= Network isolator =

Device protecting from electrical spikes

Network isolators are installed as part of a wired Ethernet system as galvanic isolators to reduce the potential for electrical injury and limit the extent of damage due to lightning strikes.

Through the applied principle of electromagnetic induction, network data is transmitted across an electrically non-conducting barrier. High frequency AC voltages conveying data are induced across an isolating gap.

The network isolator is a passive device, and functions without any requirement of an external power supply. A functional equivalent to network isolators is Ethernet over a small stretch of optical fibre, using media converters or Ethernet switches/network cards with fiber connections on each end.

==Applications==
Network isolators have many other applications in overcoming the problems of differing ground potentials across networks, or between network components. For example:

- Electrical testing facilities, where measurement and monitoring equipment are connected to a central control centre through an Ethernet;
- For redundant server systems, which are physically connected via a copper network;
- For private or commercial networks, where inherent potential differences within a building, or between buildings, become problematic, and a fibre-optic solution is not economically viable;
- General usage as filters for shield currents in Ethernet connections.

=== Medical ===

Network isolators are used in medical devices to protect patients against leakage currents.

Network connections between medical devices and Ethernet networks (and other non-medical devices, such as personal computers) must be in accordance with the IEC 60601-1 standard. This standard specifically deals with medical electronic and electrical equipment and systems, and classifies non-medical devices as potential hazard sources. A specific hazard stems from possible differences in ground potentials between network components, which, when not properly isolated, can result in a leakage current that can flow through the patient, which is dangerous, and potentially lethal. Such voltage differences can also arise through incorrect installation and wiring of network systems, electrical shorting within damaged cables and cabling, or shorting between damaged network cables and other voltage sources.

Network isolators work to remove this hazard, by electrically disconnecting medical devices from a network. Isolators may be used as network accessories, built into medical devices, or installed within a medical network system. Networks isolators should be installed as close as possible to the medical device in question. As they serve no therapeutic or diagnostic purpose, network isolators themselves are not classed as medical electronic equipment according to the IEC 60601-1 standard, nor do they fall within the scope of the Medical Devices Directive 93/42/EEC. They are often installed in the medical field in conjunction with isolation transformers, which serve to protect the patient from other electrical faults.

==Technical requirements==
The international standard IEC 60601-1 Medical Electrical Equipment (3rd edition) specifies stringent criteria on the safety and isolation of medical devices.

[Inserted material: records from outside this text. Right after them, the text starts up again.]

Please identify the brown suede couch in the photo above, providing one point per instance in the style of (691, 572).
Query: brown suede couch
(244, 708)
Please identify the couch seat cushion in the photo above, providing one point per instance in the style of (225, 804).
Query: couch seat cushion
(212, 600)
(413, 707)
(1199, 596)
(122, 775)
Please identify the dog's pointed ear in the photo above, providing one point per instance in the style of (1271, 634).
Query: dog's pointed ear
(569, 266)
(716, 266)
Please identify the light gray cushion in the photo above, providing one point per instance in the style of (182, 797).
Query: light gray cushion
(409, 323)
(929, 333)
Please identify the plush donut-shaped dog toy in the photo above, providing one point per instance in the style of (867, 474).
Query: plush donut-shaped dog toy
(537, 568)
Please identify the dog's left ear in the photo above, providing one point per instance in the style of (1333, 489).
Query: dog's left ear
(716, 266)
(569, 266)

These requirements are of course much more stringent than those of a typical consumer product standard (i.e. IEC 60950 Safety of Information Technology Equipment), as the patient may be unconscious, anaesthetised, or otherwise unable to move, and the need for patient protection is therefore paramount.

The IEC 60601-1 standard requires that two independent precautionary measures (Means of Patient Protection, or MOPPs) are set in place, to protect the patient from electrical shock in the medical system. A network isolator can be constructed to provide one or both required MOPPs. In the case where only a single MOPP is present in a system, a second measure of protection for the medical device must be made. This can be achieved, for example, by installing a fixed, low-resistance earthing cable, bar, or strap, referred to as a potential equalisation conductor. Conformation to the requirements of applicable standards and guidelines, in particular the IEC 60601-1 standard, involves manufacturers themselves declaring CE compliance and/or gaining certification from an approved independent testing laboratory.

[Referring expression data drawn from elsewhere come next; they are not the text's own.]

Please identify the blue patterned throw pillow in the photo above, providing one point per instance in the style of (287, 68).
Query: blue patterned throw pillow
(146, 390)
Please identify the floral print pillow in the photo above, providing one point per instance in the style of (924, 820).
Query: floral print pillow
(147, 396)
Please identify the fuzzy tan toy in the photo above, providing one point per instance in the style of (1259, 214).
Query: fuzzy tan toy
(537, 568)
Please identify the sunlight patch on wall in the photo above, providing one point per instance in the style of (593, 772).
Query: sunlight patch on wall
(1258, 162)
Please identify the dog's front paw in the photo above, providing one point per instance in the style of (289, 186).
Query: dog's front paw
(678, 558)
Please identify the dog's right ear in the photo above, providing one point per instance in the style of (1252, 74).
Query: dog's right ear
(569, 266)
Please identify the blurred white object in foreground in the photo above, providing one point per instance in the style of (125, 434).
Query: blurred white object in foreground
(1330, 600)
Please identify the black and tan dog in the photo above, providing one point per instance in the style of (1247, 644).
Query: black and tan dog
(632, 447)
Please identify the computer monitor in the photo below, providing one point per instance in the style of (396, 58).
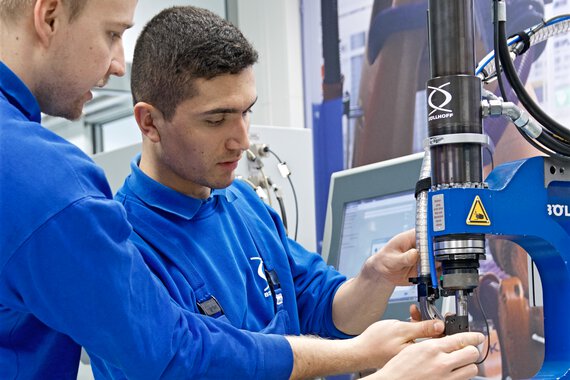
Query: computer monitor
(367, 206)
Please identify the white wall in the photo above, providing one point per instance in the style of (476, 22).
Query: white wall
(274, 29)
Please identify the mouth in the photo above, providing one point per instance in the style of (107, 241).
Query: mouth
(102, 83)
(230, 165)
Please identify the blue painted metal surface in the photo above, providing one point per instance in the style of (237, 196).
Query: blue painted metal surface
(535, 214)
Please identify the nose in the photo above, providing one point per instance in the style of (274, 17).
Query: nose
(117, 66)
(240, 135)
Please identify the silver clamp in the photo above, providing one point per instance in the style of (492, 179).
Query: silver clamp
(457, 138)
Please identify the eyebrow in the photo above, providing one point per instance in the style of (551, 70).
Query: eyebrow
(123, 25)
(216, 111)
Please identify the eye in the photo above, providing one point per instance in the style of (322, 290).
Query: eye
(115, 35)
(215, 121)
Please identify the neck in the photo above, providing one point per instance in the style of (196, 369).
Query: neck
(17, 51)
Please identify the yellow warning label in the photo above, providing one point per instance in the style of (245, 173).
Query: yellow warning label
(478, 216)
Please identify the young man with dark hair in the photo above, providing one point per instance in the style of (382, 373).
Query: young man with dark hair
(214, 245)
(69, 277)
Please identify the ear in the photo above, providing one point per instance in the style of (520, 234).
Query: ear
(48, 16)
(150, 120)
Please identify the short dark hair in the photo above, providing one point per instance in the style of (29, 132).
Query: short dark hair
(12, 9)
(179, 45)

The number of MOPPs a network isolator provides will be stated in the certification of the device. These are achieved by a combination of clearance and creepage distances, and the breakdown voltage of the insulating materials.
Although requirements on breakdown voltage levels are 1.5 kilovolts for one MOPP, and 4 kilovolts for two MOPPs, the number of MOPPs actually provided cannot be derived from the breakdown voltage alone.

Network connections made with unshielded cables are occasionally used as a form of isolation, in that no shield connection exists between the device and the network. However, this fails to provide sufficient protection in the scope of IEC 60601-1, as the data lines themselves are not isolated, and may be floating at dangerous voltage potentials.

Network cards and other active network components which are designed to meet IEC 60950 (Safety of Information Technology Equipment), will usually not comply with the more demanding isolation requirements of IEC 60601-1 (Medical Electrical Equipment), and therefore require additional isolation before being used in medical applications.

The transmission quality of a network isolator can be determined by measuring the industry standard parameters or characteristics, for example, insertion loss, return loss, and near-end crosstalk.

By definition, a network isolator eliminates direct electrical connections between devices connected through a network - specifically, all the data lines, and the cable shield.

==Models==
Network isolators are commercially available in various designs, to suit customers’ requirements:
- Standalone devices, ready for immediate and simple installation
- Isolating components, suitable for OEM manufacturers
- Integrated into network wall sockets, for permanent installations

Voltage ratings (rated in kilovolts) and maximum transmission speeds (e.g. 1000BASE-T) vary between models.